Esta metodología, si bien es válida, no deja de ser imprecisa cuando se trata de grandes extensiones de tierra o terrenos de difícil acceso; sin embargo, la aplicación de las nuevas tecnologías tales como los drones –vehículos aéreos no tripulados– han llegado para cumplir un rol fundamental en esta evaluación que podrá significar la realización o no de un proyecto turístico.

En efecto, resulta de suma utilidad disponer de imágenes de alta resolución tomadas por dichos dispositivos y evaluadas con la ayuda del software, ya que permiten verificar la realidad de cada centímetro de un terreno, realizar inventarios de los elementos ambientales e identificar tipos de suelos. También, a través de una correcta apreciación de los resultados, es posible determinar la humedad de suelo, la densidad y altura de las plantas, los tipos de suelos, las alturas, entre otros.

Con todos estos elementos se realiza una zonificación apropiada de las áreas desarrollables y de interés de los inversionistas turísticos, teniendo en cuenta las condiciones medioambientales y las restricciones legales de uso de suelo. En efecto, en esta oportunidad la tecnología aporta una perspectiva diferente, desde el cielo, al proceso de toma de decisiones para la planificación de un proyecto turístico.

En la era de la información, la disponibilidad y accesibilidad de la tecnología no deja de sorprender y la aplicación de estos dispositivos en los procesos de evaluación ambiental de proyectos convertirán en obsoletos cualquier otro método, a la vez, que permitirán desarrollar proyectos con una exactitud tan precisa que ofrecerá las condiciones de viabilidad incluso legal de su aprobación.

 

Validación de la Normativa de Uso de Suelo y Monitoreos

Resulta también interesante el uso de los drones para verificar la exactitud de los mapas y planes de ordenamiento territorial turístico existentes, a los fines de contrastarlos con la realidad ambiental y la aplicabilidad de las disposiciones de uso de suelo en un momento y lugar determinados para el desarrollo de un proyecto. Se logra a través del uso de los drones para una alta precisión de la cartografía, que permite realizar la validación de la normativa aplicable, y en todo caso arroja los argumentos técnicos suficientes para requerir a las autoridades cualquier tipo de consideración respecto a su aplicabilidad en un área determinada.

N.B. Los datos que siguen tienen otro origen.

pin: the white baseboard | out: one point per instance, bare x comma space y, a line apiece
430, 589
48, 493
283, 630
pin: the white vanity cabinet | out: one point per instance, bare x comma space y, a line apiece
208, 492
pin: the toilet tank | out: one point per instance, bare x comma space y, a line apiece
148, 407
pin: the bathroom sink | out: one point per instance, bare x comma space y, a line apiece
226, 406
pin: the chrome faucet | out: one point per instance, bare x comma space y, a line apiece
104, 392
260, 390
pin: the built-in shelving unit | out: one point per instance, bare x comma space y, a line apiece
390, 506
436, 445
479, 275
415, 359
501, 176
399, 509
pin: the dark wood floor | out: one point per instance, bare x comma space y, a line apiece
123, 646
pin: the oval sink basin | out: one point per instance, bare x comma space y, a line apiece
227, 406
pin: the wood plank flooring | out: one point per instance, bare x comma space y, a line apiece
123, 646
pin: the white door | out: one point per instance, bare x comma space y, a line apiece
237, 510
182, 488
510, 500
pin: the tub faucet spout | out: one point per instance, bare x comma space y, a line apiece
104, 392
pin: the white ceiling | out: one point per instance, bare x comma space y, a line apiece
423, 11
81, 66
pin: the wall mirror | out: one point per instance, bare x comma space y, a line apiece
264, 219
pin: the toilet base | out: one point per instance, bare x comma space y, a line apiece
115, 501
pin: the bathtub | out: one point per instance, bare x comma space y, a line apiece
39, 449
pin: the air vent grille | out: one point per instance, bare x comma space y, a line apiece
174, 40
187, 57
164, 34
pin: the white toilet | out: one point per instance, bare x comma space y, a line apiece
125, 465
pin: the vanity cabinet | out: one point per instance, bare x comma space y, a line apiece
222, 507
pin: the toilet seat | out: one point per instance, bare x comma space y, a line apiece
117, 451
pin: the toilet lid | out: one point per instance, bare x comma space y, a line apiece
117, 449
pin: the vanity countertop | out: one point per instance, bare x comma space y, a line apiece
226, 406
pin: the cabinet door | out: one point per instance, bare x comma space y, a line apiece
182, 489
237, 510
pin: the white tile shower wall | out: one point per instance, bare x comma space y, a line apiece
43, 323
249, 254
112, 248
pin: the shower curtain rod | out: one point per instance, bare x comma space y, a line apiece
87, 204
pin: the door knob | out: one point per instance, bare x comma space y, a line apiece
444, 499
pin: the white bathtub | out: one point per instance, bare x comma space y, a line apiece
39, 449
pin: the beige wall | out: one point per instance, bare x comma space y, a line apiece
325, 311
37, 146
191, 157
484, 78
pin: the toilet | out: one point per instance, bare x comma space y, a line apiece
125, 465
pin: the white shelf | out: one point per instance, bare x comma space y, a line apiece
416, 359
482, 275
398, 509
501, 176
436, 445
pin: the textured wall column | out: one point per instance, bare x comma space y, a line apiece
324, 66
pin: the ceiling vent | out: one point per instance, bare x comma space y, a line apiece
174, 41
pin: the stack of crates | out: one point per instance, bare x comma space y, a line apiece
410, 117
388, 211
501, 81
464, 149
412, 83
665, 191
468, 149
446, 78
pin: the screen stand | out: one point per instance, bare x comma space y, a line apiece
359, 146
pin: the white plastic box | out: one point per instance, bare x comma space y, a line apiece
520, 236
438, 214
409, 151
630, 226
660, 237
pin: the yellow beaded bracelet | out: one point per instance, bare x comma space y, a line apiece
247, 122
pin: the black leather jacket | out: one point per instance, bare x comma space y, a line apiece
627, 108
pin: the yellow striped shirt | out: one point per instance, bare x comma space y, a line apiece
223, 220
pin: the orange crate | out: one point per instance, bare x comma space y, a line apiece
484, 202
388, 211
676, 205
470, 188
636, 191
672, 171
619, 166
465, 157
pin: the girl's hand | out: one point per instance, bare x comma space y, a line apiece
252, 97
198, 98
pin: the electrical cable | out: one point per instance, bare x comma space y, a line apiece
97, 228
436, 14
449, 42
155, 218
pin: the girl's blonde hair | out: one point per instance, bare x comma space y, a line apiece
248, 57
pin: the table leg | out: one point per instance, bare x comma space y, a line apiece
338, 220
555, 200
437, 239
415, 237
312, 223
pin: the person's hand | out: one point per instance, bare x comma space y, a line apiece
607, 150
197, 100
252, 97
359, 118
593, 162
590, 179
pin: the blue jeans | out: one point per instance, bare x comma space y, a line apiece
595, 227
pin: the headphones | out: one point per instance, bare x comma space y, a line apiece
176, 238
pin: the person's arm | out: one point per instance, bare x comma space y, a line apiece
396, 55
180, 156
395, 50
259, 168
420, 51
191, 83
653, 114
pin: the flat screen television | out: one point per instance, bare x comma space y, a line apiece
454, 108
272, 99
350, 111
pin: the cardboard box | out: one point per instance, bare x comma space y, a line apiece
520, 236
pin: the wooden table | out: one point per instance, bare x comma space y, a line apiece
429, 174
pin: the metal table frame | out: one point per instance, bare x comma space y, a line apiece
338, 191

La aplicación al campo ambiental es infinita. La vigilancia y control de la calidad ambiental es una de sus más importantes aportes a través no sólo de las imágenes sino de la información recopilada por diferentes sensores para detectar radiación o emisión de gases contaminantes. Asimismo, estos vehículos aéreos ya son utilizados ampliamente en la agricultura, en la industria vinícola y forestal al momento de determinar el estado de los suelos, la conveniencia de riego, la existencia de malezas u otros factores que afecten los cultivos.

Esta tecnología, disponible en República Dominicana, cumple un rol esencial en la planificación de desarrollo de un proyecto, esencialmente en la etapa de pre-conceptualización, al brindar las herramientas apropiadas que posibilitarán evitar cualquier obstáculo legal y/o ambiental para su desarrollo.